A group of “neo-Nazis” beat up two twin brothers and menaced them with a knife in front of a Lower East Side bar Saturday morning when they took offense to an “anti-fascist” sticker on one of the men’s cellphone cases, police said.
The beatdown happened when the brothers, both 27-year-old Columbia graduate students, noticed the large group of “skinheads” hanging inside one of their usual haunts called Clockwork on Essex Street and decided to head for the exits around 12:30 a.m.
On the way out the door, they ran into a group of smokers outside who noticed the sticker on one of their phones reading “New York City Anti-Fascists.”
“One of the guys … sees [my brother’s] phone, grabs it and starts screaming, ‘I know what the f— that means, I know what the f— that sticker is, you need to get the f— out of here,’” said one of the victims, who asked to remain anonymous.
“He throws the phone on the ground and they just start jumping us right in front of the bar.”
The brothers were pummeled by about six or seven men — some who were using brass knuckles — and dressed in matching vests with “211 Crew” patches, a white supremacy gang, police said. The brothers tried to run away from their attackers but were chased down Essex Street and then Hester Street before the group caught up to them and continued the beating, cops said.
“One of the guys pulled a knife on my brother first and starts slashing at him. Then the guy with the knife starts coming over to me … His buddy grabs him and I guess at that point they all decide to run off.”
Officers in an undercover police car that happened to be driving by spotted the two bloodied men standing on the sidewalk while trying to call 911 and asked them what was going on.
They were able to point out one of the suspects lingering around the scene and police quickly grabbed him.
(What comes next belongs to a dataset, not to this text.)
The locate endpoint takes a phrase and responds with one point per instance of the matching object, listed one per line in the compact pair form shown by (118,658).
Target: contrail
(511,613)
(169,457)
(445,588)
He was identified as 29-year-old John Young and was charged with assault, grand larceny, menacing, criminal mischief and possession of a weapon, cops said.
“I didn’t think something like this could happen. This is crazy,” one of the victims said. “I didn’t think they would be so brazen as to patronize a bar in Manhattan like that. I go there all the time and never felt a bad feeling.”
The men suffered cuts and bruises to their faces and bodies. One brother required five staples to close a wound on his head while the other received two staples for a head wound at a nearby hospital.